母離れのできない少年のようでいて、どこか向こう見ずで無鉄砲、正義漢でもあり、男っ気を張らんとするあまり、行く先々で騒動に巻き込まれてばかりの主人公・星野鉄郎。
長い旅をともにする謎の女性メーテルは、鉄郎の母に似て、いつも慈しみ深く見守り、ときに冷たく突き放す親心のような情愛を持ち併せている。
松本零士が精緻に描きつづけた『銀河鉄道999』の長い旅は、第1話「出発のバラード」から物語を紡ぎだしてゆく。
少年漫画誌全盛時代に育った私は、こう振り返っていても、大ヒットしたゴダイゴによる映画の主題歌「銀河鉄道999‐The Galaxy Express 999」が自然といつまでも聴こえてくる。
物語は、真っ暗な天空を仰ぐ母と少年の姿を描いて始まる。
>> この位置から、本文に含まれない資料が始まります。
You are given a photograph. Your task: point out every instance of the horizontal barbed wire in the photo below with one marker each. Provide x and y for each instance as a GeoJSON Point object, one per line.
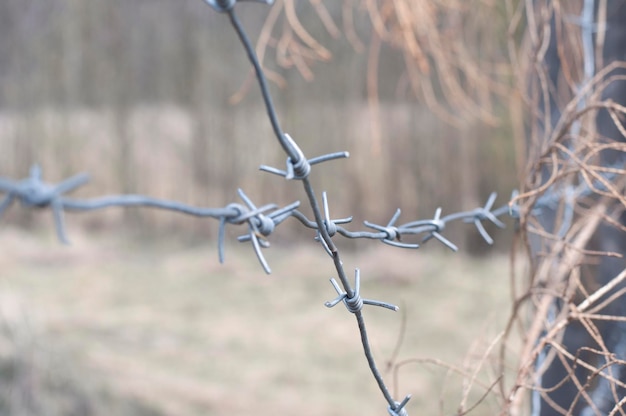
{"type": "Point", "coordinates": [33, 192]}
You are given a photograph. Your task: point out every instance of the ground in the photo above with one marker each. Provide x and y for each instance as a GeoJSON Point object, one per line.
{"type": "Point", "coordinates": [163, 329]}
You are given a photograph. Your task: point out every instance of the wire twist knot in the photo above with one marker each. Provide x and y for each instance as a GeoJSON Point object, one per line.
{"type": "Point", "coordinates": [355, 303]}
{"type": "Point", "coordinates": [265, 225]}
{"type": "Point", "coordinates": [399, 409]}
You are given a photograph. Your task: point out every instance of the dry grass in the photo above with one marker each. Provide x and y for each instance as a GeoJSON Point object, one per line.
{"type": "Point", "coordinates": [167, 326]}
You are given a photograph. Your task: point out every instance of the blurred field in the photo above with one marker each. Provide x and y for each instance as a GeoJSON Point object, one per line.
{"type": "Point", "coordinates": [150, 328]}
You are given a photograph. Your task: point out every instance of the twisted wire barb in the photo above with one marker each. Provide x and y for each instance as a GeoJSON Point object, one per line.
{"type": "Point", "coordinates": [33, 192]}
{"type": "Point", "coordinates": [262, 221]}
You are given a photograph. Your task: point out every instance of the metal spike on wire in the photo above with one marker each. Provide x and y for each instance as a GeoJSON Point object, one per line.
{"type": "Point", "coordinates": [262, 221]}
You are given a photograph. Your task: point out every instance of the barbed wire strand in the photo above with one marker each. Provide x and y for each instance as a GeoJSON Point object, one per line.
{"type": "Point", "coordinates": [33, 192]}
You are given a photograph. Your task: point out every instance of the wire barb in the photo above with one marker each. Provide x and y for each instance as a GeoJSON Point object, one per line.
{"type": "Point", "coordinates": [300, 168]}
{"type": "Point", "coordinates": [399, 409]}
{"type": "Point", "coordinates": [355, 303]}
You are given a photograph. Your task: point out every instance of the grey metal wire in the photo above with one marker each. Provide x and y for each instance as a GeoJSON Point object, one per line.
{"type": "Point", "coordinates": [262, 221]}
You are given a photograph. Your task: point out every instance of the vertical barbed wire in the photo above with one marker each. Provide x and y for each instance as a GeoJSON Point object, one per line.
{"type": "Point", "coordinates": [261, 221]}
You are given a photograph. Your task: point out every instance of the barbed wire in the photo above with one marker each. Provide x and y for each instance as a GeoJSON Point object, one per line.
{"type": "Point", "coordinates": [33, 193]}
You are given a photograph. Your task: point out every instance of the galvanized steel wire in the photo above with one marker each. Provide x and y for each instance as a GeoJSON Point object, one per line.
{"type": "Point", "coordinates": [262, 221]}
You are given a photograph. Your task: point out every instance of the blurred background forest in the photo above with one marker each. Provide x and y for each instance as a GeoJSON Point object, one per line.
{"type": "Point", "coordinates": [151, 97]}
{"type": "Point", "coordinates": [155, 97]}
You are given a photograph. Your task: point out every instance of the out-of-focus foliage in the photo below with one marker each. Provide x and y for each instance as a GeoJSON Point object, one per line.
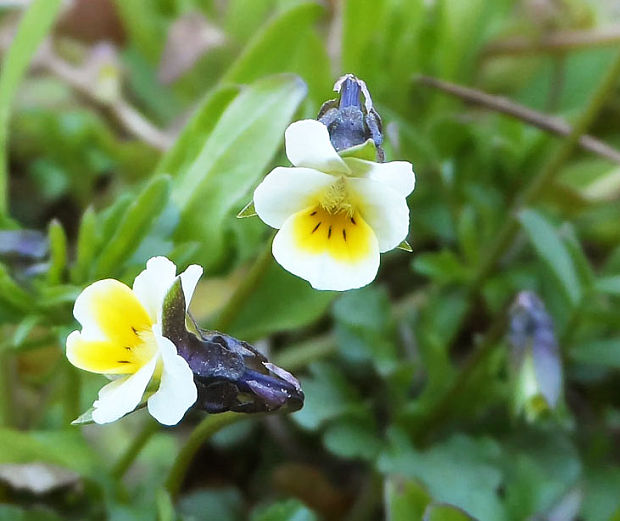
{"type": "Point", "coordinates": [409, 402]}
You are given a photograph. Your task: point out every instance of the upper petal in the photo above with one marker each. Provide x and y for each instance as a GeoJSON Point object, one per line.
{"type": "Point", "coordinates": [123, 395]}
{"type": "Point", "coordinates": [396, 174]}
{"type": "Point", "coordinates": [308, 145]}
{"type": "Point", "coordinates": [109, 311]}
{"type": "Point", "coordinates": [285, 191]}
{"type": "Point", "coordinates": [326, 265]}
{"type": "Point", "coordinates": [177, 391]}
{"type": "Point", "coordinates": [384, 209]}
{"type": "Point", "coordinates": [152, 284]}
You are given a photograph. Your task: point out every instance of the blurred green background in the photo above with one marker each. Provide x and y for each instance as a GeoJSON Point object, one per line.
{"type": "Point", "coordinates": [141, 127]}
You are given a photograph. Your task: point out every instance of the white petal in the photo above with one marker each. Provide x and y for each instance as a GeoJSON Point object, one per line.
{"type": "Point", "coordinates": [384, 209]}
{"type": "Point", "coordinates": [177, 391]}
{"type": "Point", "coordinates": [189, 280]}
{"type": "Point", "coordinates": [396, 174]}
{"type": "Point", "coordinates": [286, 191]}
{"type": "Point", "coordinates": [153, 283]}
{"type": "Point", "coordinates": [123, 395]}
{"type": "Point", "coordinates": [308, 145]}
{"type": "Point", "coordinates": [322, 270]}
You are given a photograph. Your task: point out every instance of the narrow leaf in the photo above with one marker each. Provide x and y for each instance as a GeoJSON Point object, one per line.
{"type": "Point", "coordinates": [552, 251]}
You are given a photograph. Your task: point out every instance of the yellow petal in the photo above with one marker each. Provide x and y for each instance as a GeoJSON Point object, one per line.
{"type": "Point", "coordinates": [110, 311]}
{"type": "Point", "coordinates": [108, 357]}
{"type": "Point", "coordinates": [343, 236]}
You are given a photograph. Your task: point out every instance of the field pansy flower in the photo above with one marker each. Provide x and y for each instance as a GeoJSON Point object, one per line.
{"type": "Point", "coordinates": [122, 338]}
{"type": "Point", "coordinates": [335, 214]}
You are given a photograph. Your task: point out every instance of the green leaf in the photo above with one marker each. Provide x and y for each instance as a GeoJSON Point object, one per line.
{"type": "Point", "coordinates": [600, 353]}
{"type": "Point", "coordinates": [232, 160]}
{"type": "Point", "coordinates": [445, 513]}
{"type": "Point", "coordinates": [435, 467]}
{"type": "Point", "coordinates": [291, 510]}
{"type": "Point", "coordinates": [58, 252]}
{"type": "Point", "coordinates": [281, 45]}
{"type": "Point", "coordinates": [63, 448]}
{"type": "Point", "coordinates": [552, 251]}
{"type": "Point", "coordinates": [134, 226]}
{"type": "Point", "coordinates": [405, 500]}
{"type": "Point", "coordinates": [352, 439]}
{"type": "Point", "coordinates": [86, 246]}
{"type": "Point", "coordinates": [281, 302]}
{"type": "Point", "coordinates": [33, 27]}
{"type": "Point", "coordinates": [191, 141]}
{"type": "Point", "coordinates": [609, 285]}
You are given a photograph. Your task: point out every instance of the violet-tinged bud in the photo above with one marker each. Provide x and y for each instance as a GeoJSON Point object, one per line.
{"type": "Point", "coordinates": [230, 374]}
{"type": "Point", "coordinates": [349, 121]}
{"type": "Point", "coordinates": [535, 358]}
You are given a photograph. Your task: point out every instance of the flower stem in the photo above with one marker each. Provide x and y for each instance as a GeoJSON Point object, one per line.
{"type": "Point", "coordinates": [236, 302]}
{"type": "Point", "coordinates": [205, 429]}
{"type": "Point", "coordinates": [134, 448]}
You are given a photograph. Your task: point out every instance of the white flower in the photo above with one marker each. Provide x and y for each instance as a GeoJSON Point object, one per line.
{"type": "Point", "coordinates": [121, 337]}
{"type": "Point", "coordinates": [335, 214]}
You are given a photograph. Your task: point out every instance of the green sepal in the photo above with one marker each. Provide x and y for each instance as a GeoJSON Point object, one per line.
{"type": "Point", "coordinates": [248, 211]}
{"type": "Point", "coordinates": [405, 246]}
{"type": "Point", "coordinates": [366, 151]}
{"type": "Point", "coordinates": [86, 418]}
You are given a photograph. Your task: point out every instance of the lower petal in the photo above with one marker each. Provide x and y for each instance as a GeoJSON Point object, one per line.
{"type": "Point", "coordinates": [177, 391]}
{"type": "Point", "coordinates": [123, 395]}
{"type": "Point", "coordinates": [332, 252]}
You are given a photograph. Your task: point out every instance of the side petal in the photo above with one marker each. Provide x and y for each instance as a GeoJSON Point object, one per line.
{"type": "Point", "coordinates": [308, 145]}
{"type": "Point", "coordinates": [177, 390]}
{"type": "Point", "coordinates": [396, 174]}
{"type": "Point", "coordinates": [104, 357]}
{"type": "Point", "coordinates": [325, 267]}
{"type": "Point", "coordinates": [189, 280]}
{"type": "Point", "coordinates": [109, 311]}
{"type": "Point", "coordinates": [286, 191]}
{"type": "Point", "coordinates": [152, 284]}
{"type": "Point", "coordinates": [384, 209]}
{"type": "Point", "coordinates": [123, 395]}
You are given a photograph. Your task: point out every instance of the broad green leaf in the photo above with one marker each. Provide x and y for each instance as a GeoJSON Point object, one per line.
{"type": "Point", "coordinates": [189, 144]}
{"type": "Point", "coordinates": [281, 45]}
{"type": "Point", "coordinates": [552, 251]}
{"type": "Point", "coordinates": [12, 295]}
{"type": "Point", "coordinates": [281, 302]}
{"type": "Point", "coordinates": [32, 29]}
{"type": "Point", "coordinates": [405, 500]}
{"type": "Point", "coordinates": [609, 285]}
{"type": "Point", "coordinates": [134, 226]}
{"type": "Point", "coordinates": [475, 460]}
{"type": "Point", "coordinates": [232, 160]}
{"type": "Point", "coordinates": [86, 246]}
{"type": "Point", "coordinates": [291, 510]}
{"type": "Point", "coordinates": [445, 513]}
{"type": "Point", "coordinates": [63, 448]}
{"type": "Point", "coordinates": [58, 252]}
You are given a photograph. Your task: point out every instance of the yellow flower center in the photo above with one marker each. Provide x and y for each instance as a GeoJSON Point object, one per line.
{"type": "Point", "coordinates": [334, 226]}
{"type": "Point", "coordinates": [120, 316]}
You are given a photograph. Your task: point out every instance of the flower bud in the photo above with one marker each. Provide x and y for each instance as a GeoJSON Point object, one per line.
{"type": "Point", "coordinates": [535, 359]}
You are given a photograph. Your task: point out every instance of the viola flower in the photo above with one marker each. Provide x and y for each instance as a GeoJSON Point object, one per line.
{"type": "Point", "coordinates": [122, 338]}
{"type": "Point", "coordinates": [335, 212]}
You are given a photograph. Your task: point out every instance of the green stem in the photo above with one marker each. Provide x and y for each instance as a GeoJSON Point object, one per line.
{"type": "Point", "coordinates": [236, 302]}
{"type": "Point", "coordinates": [205, 429]}
{"type": "Point", "coordinates": [546, 175]}
{"type": "Point", "coordinates": [134, 448]}
{"type": "Point", "coordinates": [450, 398]}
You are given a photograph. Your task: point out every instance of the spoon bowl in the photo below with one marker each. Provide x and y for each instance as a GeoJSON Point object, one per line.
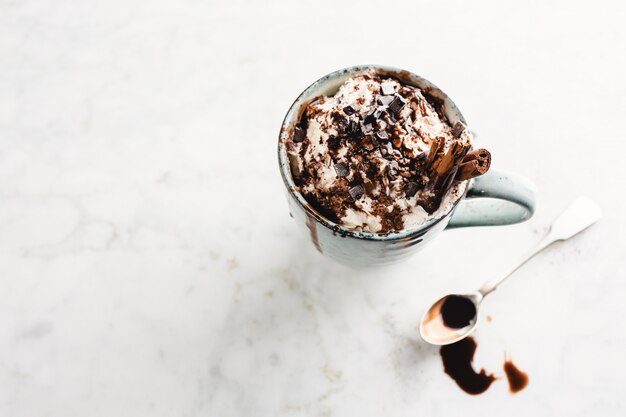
{"type": "Point", "coordinates": [438, 324]}
{"type": "Point", "coordinates": [455, 316]}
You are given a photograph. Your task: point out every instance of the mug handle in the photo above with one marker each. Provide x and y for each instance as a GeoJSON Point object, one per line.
{"type": "Point", "coordinates": [494, 199]}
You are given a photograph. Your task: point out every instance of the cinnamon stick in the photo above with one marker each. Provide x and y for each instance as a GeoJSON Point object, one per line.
{"type": "Point", "coordinates": [474, 164]}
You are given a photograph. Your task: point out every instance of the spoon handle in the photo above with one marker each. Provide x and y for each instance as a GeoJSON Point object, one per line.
{"type": "Point", "coordinates": [582, 213]}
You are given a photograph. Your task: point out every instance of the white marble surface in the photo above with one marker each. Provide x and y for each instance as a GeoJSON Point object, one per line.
{"type": "Point", "coordinates": [148, 265]}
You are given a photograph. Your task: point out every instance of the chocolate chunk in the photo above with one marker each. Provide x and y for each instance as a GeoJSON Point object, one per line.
{"type": "Point", "coordinates": [369, 142]}
{"type": "Point", "coordinates": [385, 100]}
{"type": "Point", "coordinates": [342, 169]}
{"type": "Point", "coordinates": [387, 89]}
{"type": "Point", "coordinates": [333, 142]}
{"type": "Point", "coordinates": [351, 109]}
{"type": "Point", "coordinates": [397, 105]}
{"type": "Point", "coordinates": [394, 168]}
{"type": "Point", "coordinates": [374, 115]}
{"type": "Point", "coordinates": [367, 128]}
{"type": "Point", "coordinates": [411, 189]}
{"type": "Point", "coordinates": [386, 148]}
{"type": "Point", "coordinates": [458, 129]}
{"type": "Point", "coordinates": [357, 191]}
{"type": "Point", "coordinates": [299, 135]}
{"type": "Point", "coordinates": [342, 123]}
{"type": "Point", "coordinates": [408, 125]}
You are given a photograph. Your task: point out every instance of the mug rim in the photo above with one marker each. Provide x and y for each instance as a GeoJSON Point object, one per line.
{"type": "Point", "coordinates": [285, 169]}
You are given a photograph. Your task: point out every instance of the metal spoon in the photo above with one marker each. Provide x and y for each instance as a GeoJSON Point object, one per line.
{"type": "Point", "coordinates": [581, 214]}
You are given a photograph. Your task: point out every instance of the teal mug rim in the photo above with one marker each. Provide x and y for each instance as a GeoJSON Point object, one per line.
{"type": "Point", "coordinates": [285, 169]}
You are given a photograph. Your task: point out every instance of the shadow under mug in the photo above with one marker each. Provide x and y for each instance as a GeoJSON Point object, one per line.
{"type": "Point", "coordinates": [496, 198]}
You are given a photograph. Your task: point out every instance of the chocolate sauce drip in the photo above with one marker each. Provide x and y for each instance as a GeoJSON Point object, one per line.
{"type": "Point", "coordinates": [517, 379]}
{"type": "Point", "coordinates": [457, 362]}
{"type": "Point", "coordinates": [457, 312]}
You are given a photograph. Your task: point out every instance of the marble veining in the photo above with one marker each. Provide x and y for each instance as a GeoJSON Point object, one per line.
{"type": "Point", "coordinates": [148, 263]}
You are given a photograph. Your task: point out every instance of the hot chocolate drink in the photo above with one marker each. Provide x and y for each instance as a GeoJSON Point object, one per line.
{"type": "Point", "coordinates": [380, 155]}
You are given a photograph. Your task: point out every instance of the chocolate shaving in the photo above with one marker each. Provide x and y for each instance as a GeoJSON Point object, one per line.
{"type": "Point", "coordinates": [397, 105]}
{"type": "Point", "coordinates": [382, 135]}
{"type": "Point", "coordinates": [387, 88]}
{"type": "Point", "coordinates": [351, 109]}
{"type": "Point", "coordinates": [474, 164]}
{"type": "Point", "coordinates": [369, 142]}
{"type": "Point", "coordinates": [299, 135]}
{"type": "Point", "coordinates": [458, 129]}
{"type": "Point", "coordinates": [385, 100]}
{"type": "Point", "coordinates": [342, 169]}
{"type": "Point", "coordinates": [357, 191]}
{"type": "Point", "coordinates": [411, 189]}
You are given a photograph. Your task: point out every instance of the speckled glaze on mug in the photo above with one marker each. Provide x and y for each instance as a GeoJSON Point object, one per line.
{"type": "Point", "coordinates": [496, 198]}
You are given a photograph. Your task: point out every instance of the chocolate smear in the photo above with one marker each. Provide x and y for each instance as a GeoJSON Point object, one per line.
{"type": "Point", "coordinates": [457, 363]}
{"type": "Point", "coordinates": [518, 380]}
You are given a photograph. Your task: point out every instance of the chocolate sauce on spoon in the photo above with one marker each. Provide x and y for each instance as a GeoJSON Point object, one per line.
{"type": "Point", "coordinates": [457, 312]}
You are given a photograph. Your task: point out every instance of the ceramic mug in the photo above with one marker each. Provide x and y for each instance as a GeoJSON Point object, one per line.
{"type": "Point", "coordinates": [496, 198]}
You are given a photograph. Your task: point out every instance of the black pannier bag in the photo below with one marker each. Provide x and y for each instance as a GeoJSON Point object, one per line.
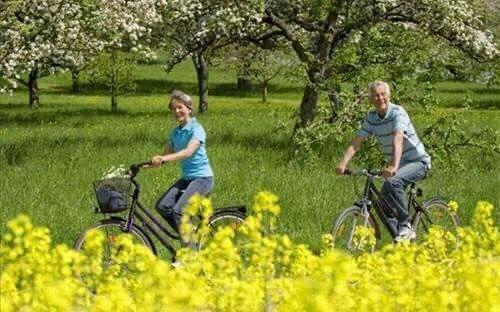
{"type": "Point", "coordinates": [113, 194]}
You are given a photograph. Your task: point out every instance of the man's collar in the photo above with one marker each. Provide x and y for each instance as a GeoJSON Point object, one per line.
{"type": "Point", "coordinates": [389, 108]}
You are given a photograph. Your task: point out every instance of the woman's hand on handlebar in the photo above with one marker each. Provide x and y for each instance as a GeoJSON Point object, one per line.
{"type": "Point", "coordinates": [156, 161]}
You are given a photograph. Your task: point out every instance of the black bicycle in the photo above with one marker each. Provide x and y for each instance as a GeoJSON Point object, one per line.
{"type": "Point", "coordinates": [116, 195]}
{"type": "Point", "coordinates": [423, 215]}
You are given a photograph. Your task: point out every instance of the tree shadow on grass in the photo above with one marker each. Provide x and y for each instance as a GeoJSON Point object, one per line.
{"type": "Point", "coordinates": [41, 116]}
{"type": "Point", "coordinates": [162, 86]}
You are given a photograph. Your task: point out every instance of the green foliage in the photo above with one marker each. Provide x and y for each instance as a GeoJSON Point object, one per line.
{"type": "Point", "coordinates": [113, 70]}
{"type": "Point", "coordinates": [446, 140]}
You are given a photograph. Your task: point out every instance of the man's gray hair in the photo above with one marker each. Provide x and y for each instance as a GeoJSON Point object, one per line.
{"type": "Point", "coordinates": [379, 83]}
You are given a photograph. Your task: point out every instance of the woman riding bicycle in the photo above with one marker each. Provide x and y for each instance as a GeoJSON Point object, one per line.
{"type": "Point", "coordinates": [185, 143]}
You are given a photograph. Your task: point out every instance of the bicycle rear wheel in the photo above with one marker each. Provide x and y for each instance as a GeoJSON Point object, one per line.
{"type": "Point", "coordinates": [344, 228]}
{"type": "Point", "coordinates": [232, 219]}
{"type": "Point", "coordinates": [437, 213]}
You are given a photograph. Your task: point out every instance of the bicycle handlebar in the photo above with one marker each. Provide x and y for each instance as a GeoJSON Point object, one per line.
{"type": "Point", "coordinates": [362, 172]}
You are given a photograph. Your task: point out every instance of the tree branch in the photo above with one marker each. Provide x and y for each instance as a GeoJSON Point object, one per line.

戦火の夜を思わせる平原のような暗闇の世界である。「銀河急行」がズズズ……と弧を描いて夜空を進んでいる。
夜が更けて身が凍える。
雪が降る――と子の身を案じていた母は、突然、銃撃を受けて倒れる。
「銀河特急999号に乗ると いつか機械の体がタダでもらえる惑星の駅につくそうです」
「お父さんやお母さんの分まで長生きしなさい」
そう言い残して母は息絶える。雪は勢いを増してきて、鉄郎は野で力果てて意識を失う。
鉄郎が息を吹き返して我に返ったとき、傍らで母とそっくりの女性がやさしく微笑んでいた。
「気がついた? さあ、スープをのんで…… あなた半分凍りついていたのよ」
長い旅の始まりであった。
「私はメーテル」と名乗った女性は、老いることも朽ちることもない機械の身体を持つべく、地球とアンドロメダとを行き来する「無期限の銀河鉄道のパス」を鉄郎に与え、宇宙へとともに旅立つことになる。メーテルは、無期限のパスが「いっしょに行ってくれるお礼」であると鉄郎に手渡した。
「週刊少年キング」(少年画報社)1977年1月24日・31日合併号に掲載された『銀河鉄道999』第1話の印象的なシーンである。少年画報社文庫版『銀河鉄道999』第1巻(1994年)などに収められているほか、現在では電子書籍版でも読むことができる名シーンの肉筆原画は、このたびの「松本零士展 創作の旅路」会場で展示されると聞く。